It was said that if front ends were safe in 40mph shunts, they would endanger life in nose-to-tail shunts. By that logic, cars should be made of papier mache

The car industry doesn't so much shoot itself in the foot when it comes to PR, as blast both legs with sub-machine guns. This week's safety tests on seven superminis, which castigated the Rover 100 and praised the latest Fiesta and Polo, were a noble and honest attempt by the Department of Transport, the RAC and the AA to shed some light on car safety, an issue which motor makers' ads have done their best to obfuscate. And instead of making sensible comment and admitting that, yes, some cars are safer than others, and that much still needs to be done (though past improvements have been great), the various motor-industry PR dimwits who surfaced cried foul and tried to pour scorn on the whole worthy enterprise.

Individually, most car companies have effective PR, but when it comes to representing the motor industry as a whole there is a notorious level of incompetence. Past PR "coups" include hiring Coventry Cathedral to commemorate the centenary of the car. But the excuses that the Society of Motor Manufacturers and Traders (apologists and publicists for the car industry) and Rover, whose incompetent 100 supermini was castigated in the crash tests, trotted out this week plumbed new depths of disinformation. They whinged that the crash tests were done at too high speed - at 40mph, whereas new official crash tests will be done at 35mph. They whinged that the crash tests performed in the study were unrepresentative. And one SMMT "publicist" even maintained that, if car front ends were designed to be safe in 40mph shunts, they would be so tough that they would endanger life in nose-to-tail shunts, because the tails of cars would cave in. By this logic, all cars should be made out of papier mache.

In fact, this week's crash tests on the Rover 100, Ford Fiesta, VW Polo, Vauxhall Corsa, Renault Clio, Fiat Punto and Nissan Micra were not all bad news for the car makers. They showed that the newer cars - the Polo and the Fiesta - fared best. Ergo, cars are getting safer. John Bowis, minister responsible for road safety, said as much at the press announcement.

The Rover 100, an old Metro with extra chrome-work on the outside and wood on the inside, is almost 17 years old. It was designed well before car makers used computers properly to optimise strength, and as such will fold worse in a smash than newer, more advanced cars, such as the latest Fiesta or new Polo. This finding will surprise nobody, least of all Rover.

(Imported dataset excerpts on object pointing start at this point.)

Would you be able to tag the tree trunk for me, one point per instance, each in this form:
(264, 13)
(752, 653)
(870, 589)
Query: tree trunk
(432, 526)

The 100 is still on sale purely because Rover has not had the resources to replace it, and no amount of glamorous Rover PR bumf (limited-edition Rover Kensingtons and Rover Knightsbridges, complete with trendy girl- about-town Sloaney owner etc) should kid you otherwise. Although it was not tested, it is a fair bet that the Mini, which is even older than the Metro, would have done even worse. The Rover 100 is an old, inadequate car that should have died years ago. These latest safety findings will , it is hoped, speed the death process a little. (The Mini is at least fun, even if I wouldn't want to crash in one.)

The Metro was the smallest car tested. I remember, a few years back, asking the safety chief of a big car maker which was the safest model of all, expecting him to proffer the names Mercedes and Volvo, whose reputations in this field are brightest. Instead, he simply answered: "The biggest. You can't overcome the law of physics. A two-ton car will always do better in a crash than a one-ton car."

Air-bags, side intrusion bars, crumple zones, seat belts etc all do their bit, and are part of the reason why cars are getting safer and why fewer motorists die every year. But, sometimes, they are fitted as much for marketing reasons - to imply safety and help to sell more cars - as for genuine safety reasons. The safest cars are not necessarily those with the most safety add-ons, as the ads imply.

So what are the safest cars? Disgracefully, nobody is really sure. But the new tests, launched this week, will help us to find out.